\( \newcommand{\bm}[1]{\boldsymbol{\mathbf{#1}}} \DeclareMathOperator{\tr}{tr} \DeclareMathOperator{\var}{var} \DeclareMathOperator{\cov}{cov} \DeclareMathOperator{\corr}{corr} \newcommand{\indep}{\perp\!\!\!\perp} \newcommand{\nindep}{\perp\!\!\!\perp\!\!\!\!\!\!/\;\;} \)

1.3 Estimation of \(\sigma^2\)

In addition to the linear coefficients \(\beta_0, \ldots, \beta_p\) estimated using least squares, we also need to estimate the error variance \(\sigma^2\), representing the variability of observations about their mean.

We can estimate \(\sigma^2\) using maximum likelihood.
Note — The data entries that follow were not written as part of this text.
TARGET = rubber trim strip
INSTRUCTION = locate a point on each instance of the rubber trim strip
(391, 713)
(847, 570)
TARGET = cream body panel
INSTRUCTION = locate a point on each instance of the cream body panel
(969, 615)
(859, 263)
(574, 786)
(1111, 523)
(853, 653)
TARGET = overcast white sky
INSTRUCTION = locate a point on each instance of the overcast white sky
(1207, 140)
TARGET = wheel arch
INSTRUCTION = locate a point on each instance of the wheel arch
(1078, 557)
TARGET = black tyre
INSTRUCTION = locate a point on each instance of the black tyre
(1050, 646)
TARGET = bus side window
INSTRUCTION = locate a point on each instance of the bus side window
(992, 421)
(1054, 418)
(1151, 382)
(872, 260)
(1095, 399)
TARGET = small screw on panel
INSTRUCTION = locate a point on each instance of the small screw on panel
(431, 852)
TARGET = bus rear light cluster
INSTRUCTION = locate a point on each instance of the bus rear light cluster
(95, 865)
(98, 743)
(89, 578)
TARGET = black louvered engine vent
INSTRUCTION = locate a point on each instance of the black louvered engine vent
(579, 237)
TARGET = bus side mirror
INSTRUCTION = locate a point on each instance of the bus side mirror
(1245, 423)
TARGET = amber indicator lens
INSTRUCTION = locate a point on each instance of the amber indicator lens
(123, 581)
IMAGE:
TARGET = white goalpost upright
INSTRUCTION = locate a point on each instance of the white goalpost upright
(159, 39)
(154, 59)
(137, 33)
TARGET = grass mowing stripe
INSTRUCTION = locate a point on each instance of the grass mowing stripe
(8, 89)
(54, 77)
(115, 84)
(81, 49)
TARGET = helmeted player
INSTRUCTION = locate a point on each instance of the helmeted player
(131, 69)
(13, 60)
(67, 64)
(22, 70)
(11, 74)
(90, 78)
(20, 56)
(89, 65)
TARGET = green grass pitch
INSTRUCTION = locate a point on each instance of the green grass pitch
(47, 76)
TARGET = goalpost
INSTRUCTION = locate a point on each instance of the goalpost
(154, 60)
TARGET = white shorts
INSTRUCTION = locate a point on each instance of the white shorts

Maximising (1.4) with respect to \(\beta\) and \(\sigma^2\) gives \[ \hat{\sigma}^2={D\over n}={1\over n}\sum_{i=1}^n e_i^2. \] If the model is correct, then \(D\) is independent of \(\hat\beta\) and \[ {D\over\sigma^2}\sim\chi^2_{n-p-1} \] \[ \Rightarrow E(\hat{\sigma}^2)={{n-p-1}\over n}\sigma^2, \] so the maximum likelihood estimator is biased for \(\sigma^2\) (although still asymptotically unbiased as \({{n-p-1}\over n}\to 1\) as \(n\to\infty\)). We usually prefer to use the unbiased estimator of \(\sigma^2\) \[ s^2={D\over {n-p-1}}={1\over {n-p-1}}\sum_{i=1}^n e_i^2. \] The denominator \(n-p-1\), the number of observations minus the number of coefficients in the model is called the degrees of freedom of the model. Therefore, we estimate the error variance by the deviance divided by the degrees of freedom.